Progeria, also known as Hutchinson-Gilford Progeria Syndrome (HGPS), is a rare, fatal genetic disease characterized by an appearance of accelerated aging in children. All children with Progeria die of the same heart disease that affects millions of normal aging adults (atherosclerosis), but instead of occurring at 60 or 70 years of age, these children may suffer heart attacks and strokes even before age 10, and the average age of death is 13 years. Finding treatments and a cure for Progeria may provide clues to preventing or treating heart disease in the general population.

On August 26, 2010, Arteriosclerosis, Thrombosis, and Vascular Biology electronically published, ahead of print, the results of a study comparing Progeria, and typical cardiovascular aging, entitled “Cardiovascular Pathology in Hutchinson-Gilford Progeria: Correlation With the Vascular Pathology of Aging”. The study found that progerin, the abnormal protein that causes Progeria, is also present in the vasculature of the general population and increases with age.

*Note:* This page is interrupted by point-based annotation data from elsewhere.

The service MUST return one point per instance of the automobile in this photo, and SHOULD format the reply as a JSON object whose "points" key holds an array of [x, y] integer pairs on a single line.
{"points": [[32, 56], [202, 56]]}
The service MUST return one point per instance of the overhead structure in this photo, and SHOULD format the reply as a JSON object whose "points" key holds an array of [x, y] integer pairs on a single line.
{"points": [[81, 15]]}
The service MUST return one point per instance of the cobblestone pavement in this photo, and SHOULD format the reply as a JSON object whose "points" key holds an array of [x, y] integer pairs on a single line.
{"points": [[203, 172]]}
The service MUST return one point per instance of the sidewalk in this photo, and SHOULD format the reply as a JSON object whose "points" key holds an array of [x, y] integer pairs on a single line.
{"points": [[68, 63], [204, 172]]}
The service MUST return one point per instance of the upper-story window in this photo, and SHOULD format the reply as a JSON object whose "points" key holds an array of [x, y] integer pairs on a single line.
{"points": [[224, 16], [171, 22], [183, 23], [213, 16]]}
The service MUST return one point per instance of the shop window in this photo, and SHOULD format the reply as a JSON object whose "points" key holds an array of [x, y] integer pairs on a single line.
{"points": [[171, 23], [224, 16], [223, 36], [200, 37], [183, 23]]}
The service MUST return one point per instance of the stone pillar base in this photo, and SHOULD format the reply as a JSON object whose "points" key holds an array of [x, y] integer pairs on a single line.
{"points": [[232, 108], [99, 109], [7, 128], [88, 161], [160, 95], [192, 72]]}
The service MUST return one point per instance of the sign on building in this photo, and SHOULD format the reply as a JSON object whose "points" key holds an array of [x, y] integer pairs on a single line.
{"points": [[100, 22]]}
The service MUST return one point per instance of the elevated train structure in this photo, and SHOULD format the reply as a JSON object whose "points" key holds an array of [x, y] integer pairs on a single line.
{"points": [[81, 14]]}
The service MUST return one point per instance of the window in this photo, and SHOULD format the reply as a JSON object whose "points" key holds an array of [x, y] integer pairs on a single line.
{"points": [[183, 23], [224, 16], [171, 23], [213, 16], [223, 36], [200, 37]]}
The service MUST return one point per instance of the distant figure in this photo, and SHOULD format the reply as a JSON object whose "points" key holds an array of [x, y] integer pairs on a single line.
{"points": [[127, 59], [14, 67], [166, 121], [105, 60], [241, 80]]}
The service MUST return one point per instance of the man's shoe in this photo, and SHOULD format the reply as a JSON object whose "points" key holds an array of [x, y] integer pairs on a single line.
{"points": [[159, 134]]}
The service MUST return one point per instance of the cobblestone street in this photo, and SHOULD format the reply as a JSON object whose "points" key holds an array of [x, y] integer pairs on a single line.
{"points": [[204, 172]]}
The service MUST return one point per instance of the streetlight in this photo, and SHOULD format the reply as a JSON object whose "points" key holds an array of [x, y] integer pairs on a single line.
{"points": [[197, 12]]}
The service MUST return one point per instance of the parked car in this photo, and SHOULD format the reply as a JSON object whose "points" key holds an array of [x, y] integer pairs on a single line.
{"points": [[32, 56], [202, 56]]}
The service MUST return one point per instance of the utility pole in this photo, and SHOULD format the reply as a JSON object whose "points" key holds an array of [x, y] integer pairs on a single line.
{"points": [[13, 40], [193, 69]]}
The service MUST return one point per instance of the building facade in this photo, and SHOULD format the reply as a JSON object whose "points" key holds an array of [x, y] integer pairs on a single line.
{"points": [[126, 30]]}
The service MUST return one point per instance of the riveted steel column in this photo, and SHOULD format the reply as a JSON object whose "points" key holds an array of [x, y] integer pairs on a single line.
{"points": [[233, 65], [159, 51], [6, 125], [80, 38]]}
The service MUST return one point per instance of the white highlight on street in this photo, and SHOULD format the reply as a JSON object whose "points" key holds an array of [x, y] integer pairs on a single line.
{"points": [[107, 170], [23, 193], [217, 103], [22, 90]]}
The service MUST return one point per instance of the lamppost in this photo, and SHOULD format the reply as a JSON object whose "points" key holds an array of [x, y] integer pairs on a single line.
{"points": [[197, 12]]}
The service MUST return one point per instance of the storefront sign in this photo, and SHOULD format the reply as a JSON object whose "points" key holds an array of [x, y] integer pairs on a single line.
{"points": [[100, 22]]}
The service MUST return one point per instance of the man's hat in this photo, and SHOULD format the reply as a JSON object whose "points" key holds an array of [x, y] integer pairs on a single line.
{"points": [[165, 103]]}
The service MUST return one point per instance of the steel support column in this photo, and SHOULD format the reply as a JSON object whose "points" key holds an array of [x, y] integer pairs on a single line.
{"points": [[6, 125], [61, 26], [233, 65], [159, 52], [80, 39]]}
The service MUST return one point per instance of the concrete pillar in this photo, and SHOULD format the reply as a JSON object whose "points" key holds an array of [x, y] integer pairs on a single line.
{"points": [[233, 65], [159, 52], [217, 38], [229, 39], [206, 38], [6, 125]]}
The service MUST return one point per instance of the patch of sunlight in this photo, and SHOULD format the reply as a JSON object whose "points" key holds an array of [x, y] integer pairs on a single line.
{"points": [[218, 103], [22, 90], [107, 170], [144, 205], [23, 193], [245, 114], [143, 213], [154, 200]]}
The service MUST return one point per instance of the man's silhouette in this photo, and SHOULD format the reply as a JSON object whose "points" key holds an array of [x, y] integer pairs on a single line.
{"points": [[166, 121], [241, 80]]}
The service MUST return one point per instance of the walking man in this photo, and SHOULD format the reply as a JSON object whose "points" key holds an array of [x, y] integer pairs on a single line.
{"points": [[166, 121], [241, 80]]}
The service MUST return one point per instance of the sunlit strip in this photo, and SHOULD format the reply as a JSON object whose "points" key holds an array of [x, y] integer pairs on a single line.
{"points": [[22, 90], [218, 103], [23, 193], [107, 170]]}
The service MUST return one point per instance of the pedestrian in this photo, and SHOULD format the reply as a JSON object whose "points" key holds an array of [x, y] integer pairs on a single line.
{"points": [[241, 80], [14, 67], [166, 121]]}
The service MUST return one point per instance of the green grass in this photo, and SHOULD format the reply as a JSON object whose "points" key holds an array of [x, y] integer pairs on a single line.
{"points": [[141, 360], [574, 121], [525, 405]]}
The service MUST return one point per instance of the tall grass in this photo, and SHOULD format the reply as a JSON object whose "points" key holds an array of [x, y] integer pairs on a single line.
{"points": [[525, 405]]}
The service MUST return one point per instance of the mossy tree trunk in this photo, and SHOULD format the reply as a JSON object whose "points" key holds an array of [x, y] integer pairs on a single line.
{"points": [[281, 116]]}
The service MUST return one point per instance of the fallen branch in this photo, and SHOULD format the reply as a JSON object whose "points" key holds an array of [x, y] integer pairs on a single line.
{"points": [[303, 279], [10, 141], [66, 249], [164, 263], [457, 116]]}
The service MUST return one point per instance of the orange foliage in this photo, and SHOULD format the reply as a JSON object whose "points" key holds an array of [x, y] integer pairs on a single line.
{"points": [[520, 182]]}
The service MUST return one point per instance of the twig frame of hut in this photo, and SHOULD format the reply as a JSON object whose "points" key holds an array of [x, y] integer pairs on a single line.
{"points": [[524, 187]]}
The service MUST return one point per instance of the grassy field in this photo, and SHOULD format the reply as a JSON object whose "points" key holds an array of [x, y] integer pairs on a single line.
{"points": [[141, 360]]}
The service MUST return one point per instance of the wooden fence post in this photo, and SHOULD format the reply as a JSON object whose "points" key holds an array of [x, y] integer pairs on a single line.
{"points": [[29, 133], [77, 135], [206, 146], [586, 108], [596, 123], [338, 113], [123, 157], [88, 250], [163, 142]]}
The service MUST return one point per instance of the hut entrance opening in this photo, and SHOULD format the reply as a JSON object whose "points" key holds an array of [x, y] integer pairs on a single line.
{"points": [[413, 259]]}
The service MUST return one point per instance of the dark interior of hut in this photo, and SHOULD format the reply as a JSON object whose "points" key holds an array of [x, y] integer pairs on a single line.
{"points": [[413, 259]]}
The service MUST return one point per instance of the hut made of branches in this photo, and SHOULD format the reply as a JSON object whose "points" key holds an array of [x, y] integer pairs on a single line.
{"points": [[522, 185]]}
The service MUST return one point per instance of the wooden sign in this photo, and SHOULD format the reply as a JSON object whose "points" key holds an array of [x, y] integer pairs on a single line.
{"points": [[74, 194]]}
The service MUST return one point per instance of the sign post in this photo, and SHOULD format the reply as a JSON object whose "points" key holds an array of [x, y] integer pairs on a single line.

Researchers examined cardiovascular autopsies and progerin distribution in two patients with Progeria along with a group of 29 individuals without Progeria. Between the ages of one month and 97 years, researchers found that progerin in individuals without Progeria increased an average of 3.3 percent per year in the coronary arteries.

“We found similarities between many aspects of cardiovascular disease in both Progeria and the atherosclerosis that affects millions of people throughout the world” said Dr. Leslie Gordon, senior author of the study, and Medical Director of The Progeria Research Foundation. “We also found progerin in cardiac blood vessels of people without Progeria. The fact that progerin is present at all tells us that there may be a tie between the heart disease of Progeria and the heart disease that affects us all as we age. “

This study supports the possibility that progerin is a contributor to the risk of atherosclerosis in the general population, and merits examination as a potential new element influencing vascular health with aging.

“By examining one of the rarest diseases in the world, we are gaining crucial insight into a disease that affects millions of people worldwide. Ongoing research has the potential to have a significant impact on our understanding of heart disease and aging,” said Dr. Gordon.